Quantum magnetometer technology has the potential to reduce the time it takes to conduct a route clearance and enhance minefield capability by providing every force element with a drone capable of performing scans and automated magnetic anomaly detection. In contested environments, having a drone capable of performing a rapid scan of potential routes and identifying the probability and potential positions of landmines would enable safer and faster decision-making for that single force unit.
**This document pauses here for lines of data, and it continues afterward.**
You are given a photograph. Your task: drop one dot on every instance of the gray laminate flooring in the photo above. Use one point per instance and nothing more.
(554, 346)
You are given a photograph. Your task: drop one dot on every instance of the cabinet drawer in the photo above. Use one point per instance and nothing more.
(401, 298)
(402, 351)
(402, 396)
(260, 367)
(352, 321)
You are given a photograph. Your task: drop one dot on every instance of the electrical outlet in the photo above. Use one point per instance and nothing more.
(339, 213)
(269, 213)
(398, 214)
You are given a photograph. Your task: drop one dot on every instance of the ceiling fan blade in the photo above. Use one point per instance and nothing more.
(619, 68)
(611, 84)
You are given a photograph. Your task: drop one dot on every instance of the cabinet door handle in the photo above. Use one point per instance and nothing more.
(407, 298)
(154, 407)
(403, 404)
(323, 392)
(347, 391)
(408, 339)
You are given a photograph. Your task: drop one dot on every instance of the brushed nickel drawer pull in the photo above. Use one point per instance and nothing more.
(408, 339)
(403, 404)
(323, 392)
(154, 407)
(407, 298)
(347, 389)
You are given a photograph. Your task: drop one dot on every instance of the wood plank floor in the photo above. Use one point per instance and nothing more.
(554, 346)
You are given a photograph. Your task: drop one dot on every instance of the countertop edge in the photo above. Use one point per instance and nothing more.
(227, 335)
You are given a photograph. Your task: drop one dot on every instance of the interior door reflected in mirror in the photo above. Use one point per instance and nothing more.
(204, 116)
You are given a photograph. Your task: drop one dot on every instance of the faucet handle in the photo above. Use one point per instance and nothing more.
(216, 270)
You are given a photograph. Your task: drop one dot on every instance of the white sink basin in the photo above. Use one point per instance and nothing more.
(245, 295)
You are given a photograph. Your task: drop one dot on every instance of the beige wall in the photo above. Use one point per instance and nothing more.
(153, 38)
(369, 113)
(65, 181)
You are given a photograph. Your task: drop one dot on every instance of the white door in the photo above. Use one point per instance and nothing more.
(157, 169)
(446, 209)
Field experimentation to validate the magnitude of the magnetic signature from known landmines is the most pressing next step. These measurements could include platform integration of highly sensitive magnetometers to existing drone technology. Trials should be run in real-world simulated scenarios where the technology can be tested with additional magnetic anomalies and noise to test the technique’s robustness.

Endnotes

[1] Jiménez-Martínez, R., Knappe, S. (2017). Microfabricated Optically-Pumped Magnetometers. In: Grosz, A., Haji-Sheikh, M., Mukhopadhyay, S. (eds) High Sensitivity Magnetometers. Smart Sensors, Measurement and Instrumentation, vol 19. Springer, Cham. 
https://doi.org/10.1007/978-3-319-34070-8_17

[2] NCEI Geomagnetic Modeling Team and British Geological Survey. 2019. World Magnetic Model 2020. NOAA National Centers for Environmental Information, 2020
https://doi.org/10.25921/11v3-da71

[3] Yoo L-S, Lee J-H, Lee Y-K, Jung S-K, Choi Y. Application of a Drone Magnetometer System to Military Mine Detection in the Demilitarized Zone. Sensors. 2021; 21(9):3175. 
https://doi.org/10.3390/s21093175

The views expressed in this article and subsequent comments are those of the author(s) and do not necessarily reflect the official policy or position of the Australian Army, the Department of Defence or the Australian Government.